В этот теплый осенний день по широкому простору реки еще несколько барж и пароходов шли к Царицыну. С утра дул сильный ветер, и скоро стали плохо различимы кудрявые ивняки на речном берегу: серо-голубоватая дымка прикрыла берег, и солнце потускнело, словно вокруг него кружились песчаные вихри. Медленно, очень медленно шел «Забияка»…
Лена и Ваня сидели на скамье у борта, Тентенников продолжал нескончаемый разговор со штурвальными, а Быков стоял возле ящиков с грузом, нетерпеливо ожидая того часа, когда сможет наконец спуститься по трапу на песчаный волжский берег.
В жизни Быкова многое было связано с Царицыном. Здесь он встретился когда-то с Леной, прокатил её на аэроплане, когда внове еще были полеты с пассажирами, здесь впал в немилость у Илиодора, чье имя в недавние годы так славилось по Поволжью. Тогда Царицын был богатым купеческим городом, и после отъезда, вспоминая о нем, Быков не мог преодолеть странного ощущения, словно за все время, проведенное в Царицыне, ни разу не мог он вздохнуть полной грудью; казалось, будто и на легкие оседала желтая пыль, так противно скрипевшая на зубах…

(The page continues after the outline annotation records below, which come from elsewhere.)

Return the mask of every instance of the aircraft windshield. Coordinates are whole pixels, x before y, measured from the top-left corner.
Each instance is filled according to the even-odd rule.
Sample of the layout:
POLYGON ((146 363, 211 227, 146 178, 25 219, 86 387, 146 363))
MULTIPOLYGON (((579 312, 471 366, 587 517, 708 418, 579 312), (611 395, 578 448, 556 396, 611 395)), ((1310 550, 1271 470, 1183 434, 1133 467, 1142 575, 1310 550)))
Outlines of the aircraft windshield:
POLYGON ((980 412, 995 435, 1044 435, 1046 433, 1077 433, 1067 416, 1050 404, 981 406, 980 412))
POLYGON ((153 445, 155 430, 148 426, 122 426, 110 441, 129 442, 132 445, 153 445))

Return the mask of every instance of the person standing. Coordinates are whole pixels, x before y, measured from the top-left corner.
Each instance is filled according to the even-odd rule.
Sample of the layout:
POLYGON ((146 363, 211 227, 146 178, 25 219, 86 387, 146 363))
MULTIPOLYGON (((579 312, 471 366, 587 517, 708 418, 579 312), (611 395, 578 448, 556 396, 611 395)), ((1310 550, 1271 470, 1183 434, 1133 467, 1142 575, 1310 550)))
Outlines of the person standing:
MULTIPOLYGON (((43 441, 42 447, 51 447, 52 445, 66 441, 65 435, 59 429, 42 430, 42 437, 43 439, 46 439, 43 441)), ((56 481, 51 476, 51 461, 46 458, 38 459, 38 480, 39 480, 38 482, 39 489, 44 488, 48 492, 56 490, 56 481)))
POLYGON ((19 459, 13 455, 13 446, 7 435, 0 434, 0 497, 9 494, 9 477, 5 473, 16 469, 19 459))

Кончив спор со штурвальным, Тентенников подошел к Быкову, стал рядом с ним.
— Ну как, — спросил он, — доволен дорогой? Ведь мы, почитай, как в мирное время на пароходе едем. А для меня — счастье неописуемое. Правда, родные места мои выше, но и здесь Волга еще такая, какою мы, волгари, любим её. Вот ниже, к Астрахани, уже другие места пойдут, мне непонятные, — словно другая река. По ильменям и ерикам я тоже скитался, рыбачил там несколько месяцев, — но среднюю Волгу больше люблю: роднее мне она, ближе…
Скоро показался вдалеке Царицын, и Быков узнал строения сталелитейного завода французской компании, цистерны нефтяного городка и дальше — низкие деревянные, сползающие к берегу, дома.
— Адрес Николая знаешь? — спросил Тентенников.
— Знаю. Да и как мог я его не узнать, если еду вместе с тобой: ведь ты, приезжая на новое место, любишь заранее знать, куда следует направляться.
— Правильно говоришь, — подтвердил Тентенников. — Не люблю попусту плутать на новом месте. А главное — не терплю расспросов…
— В последний раз мы с Николаем целый вечер беседовали, между прочим и о тебе много говорили.
— Не подсмеивался он надо мной?
— Наоборот, очень хвалил. Но вообще-то сказал, что ты — человек стихийный.